Absolutely nothing. Big buckets of silence. So they'll post the link on their preferred social media sites and their friends will say nice things because friends are good that way. But after the initial high fives, we will likely return to:
Crickets again.
And thank goodness. Why? Because it's better to figure out your art when no one is really looking. It buys you time to refine your skills, build a body of work, figure out the back-end, and most importantly, to discover if you are even really committed to your art for the long haul. You have to live with your hits. What if you loved painting a plastic dove so you decide to sell them online. It's a massive success. You have 100 orders on the first day. The only problem is that after painting the fifth plastic dove, you're over it. You never want to see another plastic dove again. Now you've got orders to fill and people waiting for their doves.
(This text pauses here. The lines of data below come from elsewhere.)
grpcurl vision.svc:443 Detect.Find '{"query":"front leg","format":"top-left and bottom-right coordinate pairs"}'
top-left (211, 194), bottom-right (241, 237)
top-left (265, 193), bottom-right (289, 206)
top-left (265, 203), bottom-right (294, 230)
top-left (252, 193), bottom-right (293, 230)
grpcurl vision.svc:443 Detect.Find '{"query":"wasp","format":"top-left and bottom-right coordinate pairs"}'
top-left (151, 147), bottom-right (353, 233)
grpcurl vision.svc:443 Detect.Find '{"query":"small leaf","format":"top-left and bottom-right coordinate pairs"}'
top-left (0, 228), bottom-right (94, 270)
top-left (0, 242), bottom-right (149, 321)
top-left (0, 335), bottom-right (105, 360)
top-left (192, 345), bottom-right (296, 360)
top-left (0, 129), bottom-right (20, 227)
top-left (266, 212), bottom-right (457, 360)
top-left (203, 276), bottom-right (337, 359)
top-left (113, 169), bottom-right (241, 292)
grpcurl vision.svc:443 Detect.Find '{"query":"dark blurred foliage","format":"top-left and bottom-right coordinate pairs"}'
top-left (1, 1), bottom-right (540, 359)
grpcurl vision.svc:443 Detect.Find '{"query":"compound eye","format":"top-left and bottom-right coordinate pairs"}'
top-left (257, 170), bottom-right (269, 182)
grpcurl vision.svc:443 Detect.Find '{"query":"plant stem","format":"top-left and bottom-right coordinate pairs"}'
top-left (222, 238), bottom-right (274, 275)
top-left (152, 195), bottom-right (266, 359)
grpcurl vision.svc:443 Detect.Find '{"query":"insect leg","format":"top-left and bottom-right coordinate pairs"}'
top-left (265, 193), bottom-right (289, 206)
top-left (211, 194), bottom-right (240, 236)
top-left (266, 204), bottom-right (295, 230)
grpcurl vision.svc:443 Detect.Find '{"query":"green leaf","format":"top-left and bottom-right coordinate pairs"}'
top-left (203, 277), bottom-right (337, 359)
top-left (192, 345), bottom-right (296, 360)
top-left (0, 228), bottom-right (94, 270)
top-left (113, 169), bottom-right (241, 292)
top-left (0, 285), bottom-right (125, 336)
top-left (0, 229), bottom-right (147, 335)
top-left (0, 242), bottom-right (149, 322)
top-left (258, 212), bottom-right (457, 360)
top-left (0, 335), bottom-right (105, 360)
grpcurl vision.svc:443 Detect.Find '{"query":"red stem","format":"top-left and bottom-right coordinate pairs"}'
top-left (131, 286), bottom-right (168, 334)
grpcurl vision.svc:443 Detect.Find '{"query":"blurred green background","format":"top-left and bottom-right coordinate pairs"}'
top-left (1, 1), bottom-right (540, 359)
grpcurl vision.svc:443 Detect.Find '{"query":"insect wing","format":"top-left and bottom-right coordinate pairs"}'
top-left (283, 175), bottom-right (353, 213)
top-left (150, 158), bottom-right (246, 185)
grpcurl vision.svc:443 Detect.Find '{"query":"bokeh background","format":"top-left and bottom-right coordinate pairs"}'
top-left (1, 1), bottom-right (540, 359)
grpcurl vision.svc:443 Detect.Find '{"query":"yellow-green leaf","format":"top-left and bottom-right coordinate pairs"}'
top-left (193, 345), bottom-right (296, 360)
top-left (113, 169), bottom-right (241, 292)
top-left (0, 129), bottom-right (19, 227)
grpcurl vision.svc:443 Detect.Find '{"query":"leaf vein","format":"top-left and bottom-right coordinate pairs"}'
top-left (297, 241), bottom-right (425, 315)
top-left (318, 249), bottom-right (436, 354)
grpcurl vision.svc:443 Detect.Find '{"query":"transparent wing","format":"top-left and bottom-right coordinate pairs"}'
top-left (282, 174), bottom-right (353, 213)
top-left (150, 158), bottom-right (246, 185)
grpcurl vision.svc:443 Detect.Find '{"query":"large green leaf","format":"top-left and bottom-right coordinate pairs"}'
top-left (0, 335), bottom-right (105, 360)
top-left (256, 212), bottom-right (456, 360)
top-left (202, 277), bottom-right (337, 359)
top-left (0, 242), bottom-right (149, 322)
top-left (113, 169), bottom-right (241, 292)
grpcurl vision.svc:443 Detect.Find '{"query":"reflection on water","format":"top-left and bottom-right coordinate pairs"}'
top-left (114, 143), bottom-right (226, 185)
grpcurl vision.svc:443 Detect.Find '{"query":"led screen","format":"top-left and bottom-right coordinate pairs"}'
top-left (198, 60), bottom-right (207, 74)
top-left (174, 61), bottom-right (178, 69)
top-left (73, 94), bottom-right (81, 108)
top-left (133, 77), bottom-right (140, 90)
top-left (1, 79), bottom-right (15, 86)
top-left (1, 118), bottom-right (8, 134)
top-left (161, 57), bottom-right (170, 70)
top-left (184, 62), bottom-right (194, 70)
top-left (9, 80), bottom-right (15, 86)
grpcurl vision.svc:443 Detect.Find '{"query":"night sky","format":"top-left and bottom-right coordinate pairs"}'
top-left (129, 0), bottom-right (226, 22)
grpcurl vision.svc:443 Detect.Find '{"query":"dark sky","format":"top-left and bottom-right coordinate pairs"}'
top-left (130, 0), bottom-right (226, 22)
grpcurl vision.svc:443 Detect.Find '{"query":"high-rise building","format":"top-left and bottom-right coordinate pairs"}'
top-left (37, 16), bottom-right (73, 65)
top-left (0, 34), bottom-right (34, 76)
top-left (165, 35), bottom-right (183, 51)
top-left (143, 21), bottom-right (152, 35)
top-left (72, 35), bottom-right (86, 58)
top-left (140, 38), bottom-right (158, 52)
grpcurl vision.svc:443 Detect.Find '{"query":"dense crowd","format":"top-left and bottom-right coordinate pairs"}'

And you hate yourself a little.
Or the other scenario. You paint a dove. You sell it. You get two more orders. You sell them. You're getting over it so you stop selling it. No self hatred on the horizon. You learned a few things, made some cash and earned a lovely stroll in the park. Nice!
No public humiliation. Just a few lessons, learned calmly.
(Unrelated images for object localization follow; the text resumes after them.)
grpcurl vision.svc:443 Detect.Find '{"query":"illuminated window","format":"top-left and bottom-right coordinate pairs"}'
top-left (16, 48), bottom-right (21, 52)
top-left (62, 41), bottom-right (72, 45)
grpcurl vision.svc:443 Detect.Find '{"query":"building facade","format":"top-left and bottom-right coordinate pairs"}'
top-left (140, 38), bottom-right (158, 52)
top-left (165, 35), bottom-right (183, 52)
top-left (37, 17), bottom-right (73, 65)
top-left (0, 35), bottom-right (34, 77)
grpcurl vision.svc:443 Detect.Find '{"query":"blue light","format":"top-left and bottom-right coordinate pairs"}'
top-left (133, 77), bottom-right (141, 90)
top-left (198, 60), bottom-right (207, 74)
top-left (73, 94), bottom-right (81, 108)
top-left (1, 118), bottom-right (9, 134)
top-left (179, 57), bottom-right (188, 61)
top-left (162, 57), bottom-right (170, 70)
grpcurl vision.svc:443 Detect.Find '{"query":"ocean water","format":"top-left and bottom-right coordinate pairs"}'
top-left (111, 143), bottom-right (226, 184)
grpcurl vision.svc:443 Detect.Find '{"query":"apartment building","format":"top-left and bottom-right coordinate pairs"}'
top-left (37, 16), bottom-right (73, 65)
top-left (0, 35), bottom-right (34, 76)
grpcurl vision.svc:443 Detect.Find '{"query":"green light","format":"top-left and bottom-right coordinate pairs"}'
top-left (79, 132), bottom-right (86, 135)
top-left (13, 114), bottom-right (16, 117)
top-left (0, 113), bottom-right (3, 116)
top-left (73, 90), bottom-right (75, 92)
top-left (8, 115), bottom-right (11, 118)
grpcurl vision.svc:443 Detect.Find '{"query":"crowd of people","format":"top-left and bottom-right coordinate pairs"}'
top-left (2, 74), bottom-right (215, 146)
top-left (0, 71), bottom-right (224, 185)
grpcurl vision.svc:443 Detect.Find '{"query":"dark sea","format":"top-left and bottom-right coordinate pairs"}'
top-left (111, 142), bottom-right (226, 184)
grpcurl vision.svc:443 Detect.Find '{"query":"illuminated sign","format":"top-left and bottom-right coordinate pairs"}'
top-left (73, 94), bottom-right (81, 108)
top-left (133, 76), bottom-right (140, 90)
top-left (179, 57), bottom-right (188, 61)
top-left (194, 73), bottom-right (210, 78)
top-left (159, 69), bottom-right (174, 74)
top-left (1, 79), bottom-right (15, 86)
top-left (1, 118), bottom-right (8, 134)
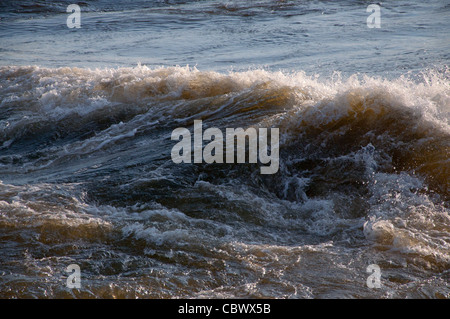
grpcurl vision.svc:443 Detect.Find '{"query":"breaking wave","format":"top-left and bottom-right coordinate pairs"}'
top-left (0, 65), bottom-right (449, 298)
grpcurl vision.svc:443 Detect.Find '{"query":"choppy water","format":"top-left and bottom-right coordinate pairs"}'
top-left (0, 0), bottom-right (449, 299)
When I first started my letter writing business, I sent out 20 letters to friends with a note saying I'd be sending them a letter each month for a year. I explained that this was a year-long experiment, to see if I liked this art form. Plus, I needed to figure out the back-end of how to make it work... organizing who gets what, when and how. In time, I posted the product on Etsy.
More crickets.
I didn't get many orders, but I sure got a lot of questions about this weird letter writing service. Actual mail? Like in the mailbox? As in paper and stamps? So I refined my messaging. I posted better photos. I explained things further. I refined a few logistics methods on the back-end. I figured out what worked for me. Eventually, I got a few orders. It was delightful.
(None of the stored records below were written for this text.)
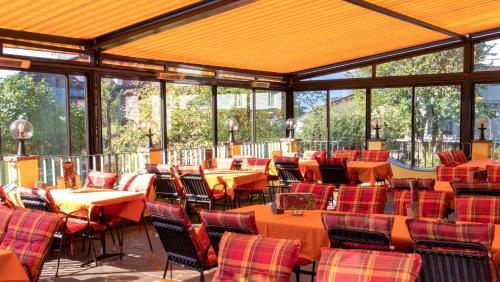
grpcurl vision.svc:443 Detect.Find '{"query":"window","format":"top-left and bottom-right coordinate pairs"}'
top-left (293, 91), bottom-right (327, 141)
top-left (474, 39), bottom-right (500, 71)
top-left (217, 87), bottom-right (252, 143)
top-left (376, 47), bottom-right (464, 76)
top-left (0, 70), bottom-right (68, 156)
top-left (301, 66), bottom-right (371, 81)
top-left (255, 90), bottom-right (285, 141)
top-left (475, 83), bottom-right (500, 141)
top-left (69, 75), bottom-right (87, 155)
top-left (329, 89), bottom-right (366, 144)
top-left (101, 78), bottom-right (161, 153)
top-left (166, 83), bottom-right (212, 148)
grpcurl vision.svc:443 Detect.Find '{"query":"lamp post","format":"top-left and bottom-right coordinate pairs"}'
top-left (286, 118), bottom-right (297, 139)
top-left (476, 115), bottom-right (490, 141)
top-left (9, 117), bottom-right (33, 156)
top-left (142, 119), bottom-right (158, 149)
top-left (225, 118), bottom-right (239, 143)
top-left (371, 117), bottom-right (384, 139)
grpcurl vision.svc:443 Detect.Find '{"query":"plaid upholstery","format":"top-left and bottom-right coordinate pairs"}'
top-left (212, 232), bottom-right (300, 282)
top-left (146, 164), bottom-right (184, 197)
top-left (303, 150), bottom-right (327, 160)
top-left (392, 190), bottom-right (447, 218)
top-left (451, 181), bottom-right (500, 195)
top-left (84, 170), bottom-right (117, 189)
top-left (199, 210), bottom-right (258, 234)
top-left (336, 185), bottom-right (387, 214)
top-left (321, 212), bottom-right (394, 240)
top-left (361, 150), bottom-right (390, 162)
top-left (274, 156), bottom-right (299, 164)
top-left (389, 178), bottom-right (435, 190)
top-left (456, 196), bottom-right (500, 224)
top-left (0, 208), bottom-right (63, 279)
top-left (0, 187), bottom-right (14, 209)
top-left (316, 248), bottom-right (422, 282)
top-left (487, 165), bottom-right (500, 183)
top-left (451, 150), bottom-right (468, 164)
top-left (316, 157), bottom-right (346, 166)
top-left (118, 173), bottom-right (155, 198)
top-left (436, 165), bottom-right (479, 182)
top-left (290, 183), bottom-right (334, 210)
top-left (333, 150), bottom-right (359, 161)
top-left (275, 193), bottom-right (314, 210)
top-left (17, 187), bottom-right (61, 214)
top-left (438, 151), bottom-right (457, 167)
top-left (175, 164), bottom-right (202, 175)
top-left (215, 158), bottom-right (236, 170)
top-left (241, 158), bottom-right (271, 174)
top-left (0, 206), bottom-right (14, 242)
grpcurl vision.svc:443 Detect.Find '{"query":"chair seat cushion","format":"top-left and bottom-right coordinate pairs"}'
top-left (64, 217), bottom-right (90, 234)
top-left (211, 189), bottom-right (226, 200)
top-left (296, 256), bottom-right (312, 266)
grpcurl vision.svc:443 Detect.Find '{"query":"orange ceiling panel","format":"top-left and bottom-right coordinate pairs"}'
top-left (0, 0), bottom-right (198, 39)
top-left (106, 0), bottom-right (448, 73)
top-left (369, 0), bottom-right (500, 35)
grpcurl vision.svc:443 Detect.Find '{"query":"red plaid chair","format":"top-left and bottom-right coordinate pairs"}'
top-left (361, 150), bottom-right (390, 162)
top-left (451, 149), bottom-right (468, 164)
top-left (333, 150), bottom-right (359, 161)
top-left (436, 165), bottom-right (479, 182)
top-left (389, 178), bottom-right (435, 190)
top-left (456, 196), bottom-right (500, 224)
top-left (235, 158), bottom-right (271, 205)
top-left (212, 232), bottom-right (300, 282)
top-left (392, 190), bottom-right (448, 219)
top-left (336, 185), bottom-right (387, 214)
top-left (316, 157), bottom-right (353, 187)
top-left (0, 186), bottom-right (14, 209)
top-left (147, 201), bottom-right (217, 280)
top-left (290, 183), bottom-right (334, 210)
top-left (451, 181), bottom-right (500, 197)
top-left (407, 219), bottom-right (496, 282)
top-left (487, 165), bottom-right (500, 183)
top-left (146, 164), bottom-right (185, 202)
top-left (215, 158), bottom-right (236, 170)
top-left (437, 151), bottom-right (457, 167)
top-left (0, 205), bottom-right (14, 242)
top-left (0, 206), bottom-right (63, 281)
top-left (84, 170), bottom-right (118, 189)
top-left (302, 150), bottom-right (327, 160)
top-left (321, 212), bottom-right (394, 251)
top-left (274, 156), bottom-right (305, 192)
top-left (199, 210), bottom-right (258, 255)
top-left (316, 248), bottom-right (422, 282)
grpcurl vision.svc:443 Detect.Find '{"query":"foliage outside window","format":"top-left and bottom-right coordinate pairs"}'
top-left (101, 78), bottom-right (161, 153)
top-left (329, 89), bottom-right (366, 147)
top-left (69, 75), bottom-right (87, 155)
top-left (166, 83), bottom-right (212, 149)
top-left (255, 90), bottom-right (285, 141)
top-left (301, 66), bottom-right (372, 80)
top-left (475, 84), bottom-right (500, 142)
top-left (294, 91), bottom-right (327, 142)
top-left (217, 87), bottom-right (252, 143)
top-left (474, 39), bottom-right (500, 71)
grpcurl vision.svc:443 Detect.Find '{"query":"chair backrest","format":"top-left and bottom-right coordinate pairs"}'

Then I was featured in the Etsy Quit Your Day Job series.
Holy panic Batman. Orders flooded in. It was a hurricane of papers, envelopes and stamps around my little Paris apartment. The Big Time had arrived. But by then I had already figured out how to organize the system. I had already learned how to streamline the process from those first 20 letters and the orders that had trickled in along the way. And after the Etsy flurry, I learned even more.
I thanked my lucky stars for the crickets I had at the beginning.
They bought me time to figure it out. And now I have books about the letters, I have a website up and ready, a process that works, room for growth, and a lovely little audience that likes to hear from me. No crickets, but no panic either.
So if you, dear reader, want to get something rolling, don't fear instant success so much that you don't start. It likely won't come right away. And you'll be grateful.